Chapter 12. Scalable Frameworks

The advent of social networking, interactive media, and deep analysis has caused the amount of data processed daily to skyrocket. For data scientists, it's no longer just a matter of finding the most appropriate and accurate algorithm to mine data; it is also about leveraging multi-core CPU architectures and distributed computing frameworks to solve problems in a timely fashion. After all, how valuable is a data mining application if the model does not scale?

There are many options available to Scala developers to build classification and regression applications for very large datasets. This chapter covers the Scala parallel collections, Actor model, Akka framework, and Apache Spark in-memory clusters. The following topics are covered in this chapter:

  • An introduction to Scala parallel collections
  • Evaluation of performance of a parallel collection on multi-core CPUs
  • The actor model and reactive systems
  • Clustered and reliable distributed computing using Akka
  • A design of the computational workflow using Akka routers
  • An introduction to Apache Spark clustering and its design principles
  • Using Spark MLlib for clustering
  • Relative performance tuning and evaluation of Spark
  • Benefits and limitations of the Apache Spark framework

An overview

The support for distributing and concurrent processing is provided by different stacked frameworks and libraries. Scala concurrent and parallel collections' classes leverage the threading capabilities of the Java virtual machine. Akka.io implements a reliable action model originally introduced as part of the Scala standard library. The Akka framework supports remote actors, routing, load balancing protocols, dispatchers, clusters, events, and configurable mailbox management.
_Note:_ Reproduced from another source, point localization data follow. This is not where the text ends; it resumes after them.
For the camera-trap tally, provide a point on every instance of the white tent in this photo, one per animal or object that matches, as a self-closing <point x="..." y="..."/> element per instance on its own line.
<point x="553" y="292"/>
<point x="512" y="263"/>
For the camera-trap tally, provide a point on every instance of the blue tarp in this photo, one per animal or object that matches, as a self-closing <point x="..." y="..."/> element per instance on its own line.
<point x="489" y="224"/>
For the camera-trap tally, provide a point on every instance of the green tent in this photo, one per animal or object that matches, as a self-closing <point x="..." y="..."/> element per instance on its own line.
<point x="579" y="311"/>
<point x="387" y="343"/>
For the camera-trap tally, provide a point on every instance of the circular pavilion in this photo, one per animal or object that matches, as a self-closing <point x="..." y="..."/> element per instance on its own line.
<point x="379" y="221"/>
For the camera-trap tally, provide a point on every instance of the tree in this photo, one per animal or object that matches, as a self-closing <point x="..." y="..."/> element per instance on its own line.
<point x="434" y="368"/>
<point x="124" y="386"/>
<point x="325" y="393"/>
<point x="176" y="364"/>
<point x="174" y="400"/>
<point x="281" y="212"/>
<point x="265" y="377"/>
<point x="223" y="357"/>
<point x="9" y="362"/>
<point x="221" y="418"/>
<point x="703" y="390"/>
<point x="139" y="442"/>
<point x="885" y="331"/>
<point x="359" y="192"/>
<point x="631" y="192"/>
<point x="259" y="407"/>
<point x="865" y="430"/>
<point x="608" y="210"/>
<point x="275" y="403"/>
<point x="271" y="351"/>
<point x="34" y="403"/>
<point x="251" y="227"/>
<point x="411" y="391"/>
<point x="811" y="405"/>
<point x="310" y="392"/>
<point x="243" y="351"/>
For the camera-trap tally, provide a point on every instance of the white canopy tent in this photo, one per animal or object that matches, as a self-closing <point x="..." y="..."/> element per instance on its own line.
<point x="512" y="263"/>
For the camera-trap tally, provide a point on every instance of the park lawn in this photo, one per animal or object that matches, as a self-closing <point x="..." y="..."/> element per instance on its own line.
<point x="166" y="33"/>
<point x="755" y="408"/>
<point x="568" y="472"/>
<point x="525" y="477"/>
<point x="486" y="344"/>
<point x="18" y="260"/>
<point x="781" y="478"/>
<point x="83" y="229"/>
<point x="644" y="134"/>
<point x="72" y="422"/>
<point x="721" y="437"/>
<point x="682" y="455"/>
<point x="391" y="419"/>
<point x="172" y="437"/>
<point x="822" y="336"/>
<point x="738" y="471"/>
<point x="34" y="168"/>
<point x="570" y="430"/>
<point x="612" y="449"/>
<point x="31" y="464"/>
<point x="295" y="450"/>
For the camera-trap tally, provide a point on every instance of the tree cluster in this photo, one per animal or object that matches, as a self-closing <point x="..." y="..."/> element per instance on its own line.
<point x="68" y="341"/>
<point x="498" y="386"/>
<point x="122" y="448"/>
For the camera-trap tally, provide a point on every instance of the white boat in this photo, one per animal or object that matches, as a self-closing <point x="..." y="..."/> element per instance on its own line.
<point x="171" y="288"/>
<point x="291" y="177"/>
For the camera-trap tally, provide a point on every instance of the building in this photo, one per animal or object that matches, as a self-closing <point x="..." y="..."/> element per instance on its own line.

This framework also provides support for different transport modes, supervisory strategies, and typed actors. Apache Spark's resilient distributed datasets with advanced serialization, caching, and partitioning capabilities leverage Scala and Akka libraries.

The following stack representation illustrates the interdependencies between frameworks:

An overview

The Stack representation of scalable frameworks using Scala

Each layer adds a new functionality to the previous one to increase scalability. The Java virtual machine runs as a process within a single host. Scala concurrent classes support effective deployment of an application by leveraging multicore CPU capabilities without the need to write multithreaded applications. Akka extends the Actor paradigm to clusters with advanced messaging and routing options. Finally, Apache Spark leverages Scala higher-order collection methods and the Akka implementation of the Actor model to provide large-scale data processing systems with better performance and reliability, through its resilient distributed datasets and in-memory persistency.